The two have been married for just five years -- a period largely consumed by mission training that required frequent traveling to Moscow and back, and protracted separations.
"This has pretty much been our whole life, so hopefully we'll have a chance to get to know each other a little bit better. And I really look forward to spending some time with him, and doing some things with him instead of separately," Stringham Shepherd said.
The reception party in Houston will include family, friends and both Jake and Captain, the couple's two Labrador Retrievers. It will be Shepherd's first meeting with Captain, a pup that he arranged to give his wife for Christmas, one of several holidays he spent in space.
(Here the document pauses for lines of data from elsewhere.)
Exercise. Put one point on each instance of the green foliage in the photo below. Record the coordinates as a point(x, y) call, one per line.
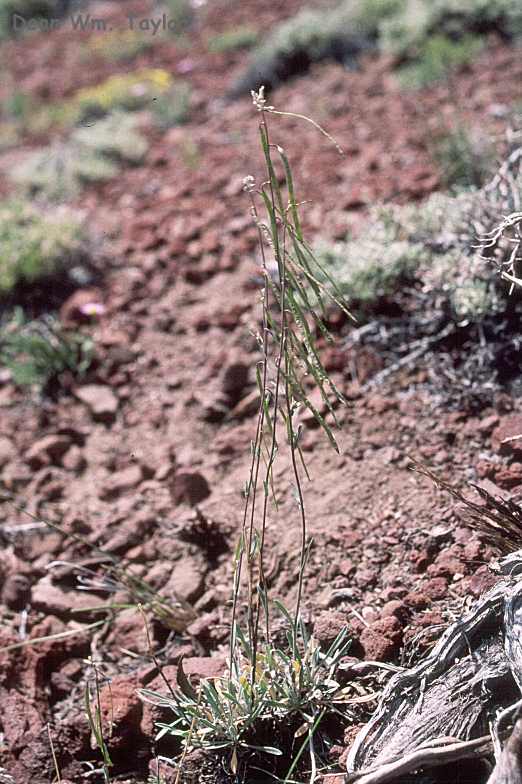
point(433, 36)
point(34, 244)
point(464, 158)
point(291, 688)
point(437, 57)
point(119, 45)
point(341, 33)
point(428, 246)
point(373, 266)
point(235, 38)
point(128, 91)
point(172, 108)
point(92, 154)
point(38, 352)
point(115, 136)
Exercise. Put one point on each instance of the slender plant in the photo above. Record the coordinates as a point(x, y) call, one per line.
point(294, 311)
point(292, 686)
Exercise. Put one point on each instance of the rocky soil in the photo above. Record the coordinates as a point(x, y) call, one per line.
point(146, 457)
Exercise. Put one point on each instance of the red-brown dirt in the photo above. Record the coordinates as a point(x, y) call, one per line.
point(148, 457)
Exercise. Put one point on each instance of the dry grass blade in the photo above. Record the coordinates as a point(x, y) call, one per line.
point(497, 520)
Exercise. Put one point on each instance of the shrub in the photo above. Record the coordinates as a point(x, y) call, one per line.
point(341, 34)
point(34, 244)
point(172, 108)
point(235, 38)
point(38, 352)
point(406, 33)
point(119, 45)
point(90, 155)
point(373, 266)
point(437, 57)
point(294, 687)
point(114, 136)
point(129, 91)
point(427, 246)
point(434, 34)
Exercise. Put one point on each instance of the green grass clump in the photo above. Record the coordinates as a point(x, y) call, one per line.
point(294, 687)
point(34, 244)
point(437, 58)
point(428, 246)
point(91, 154)
point(172, 108)
point(38, 352)
point(235, 38)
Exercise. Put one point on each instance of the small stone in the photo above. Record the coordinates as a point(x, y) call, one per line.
point(235, 379)
point(189, 487)
point(53, 600)
point(122, 710)
point(397, 609)
point(121, 482)
point(74, 460)
point(100, 400)
point(200, 667)
point(7, 451)
point(508, 477)
point(16, 592)
point(504, 439)
point(436, 588)
point(130, 532)
point(48, 450)
point(376, 646)
point(186, 581)
point(327, 626)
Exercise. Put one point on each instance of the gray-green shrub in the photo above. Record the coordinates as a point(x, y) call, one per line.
point(35, 243)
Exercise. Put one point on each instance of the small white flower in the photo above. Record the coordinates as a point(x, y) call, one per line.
point(259, 100)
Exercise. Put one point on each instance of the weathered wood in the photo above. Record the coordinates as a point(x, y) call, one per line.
point(508, 769)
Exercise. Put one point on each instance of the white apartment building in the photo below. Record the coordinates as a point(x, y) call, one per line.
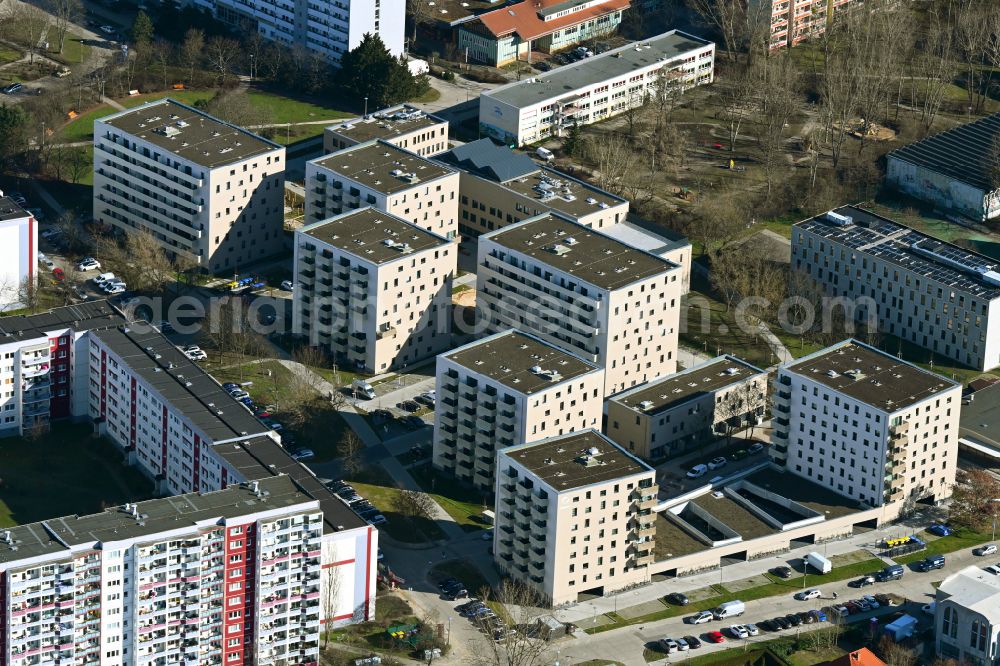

Then it will be off to their home in the suburbs, a place Shepherd has yet to get truly acquainted with, and some hard-earned rest and relaxation.
"I think he's really looking forward to having some down time, and just having a chance to be at home," Stringham Shepherd said. "We moved into a house two years ago, and he still hasn't really unpacked yet. He still really hasn't had a chance to live in our new house. So he's really looking forward to taking some time off."
The cupboard, meanwhile, is stocked with everything but the type of thermostablized and freeze-dried food that serves as the orbital bill of fare. And you can bet the refrigerator is full of his favorite beer.
There's "Snickers and Mars Bars and his fruit pops: He loves these lime-aid fruit pops, and some big old thick pretzels," Stringham Shepherd said. "And hopefully, the first thing that we'll do is we'll grill a big steak out there by the pool and drink a few Heinekens."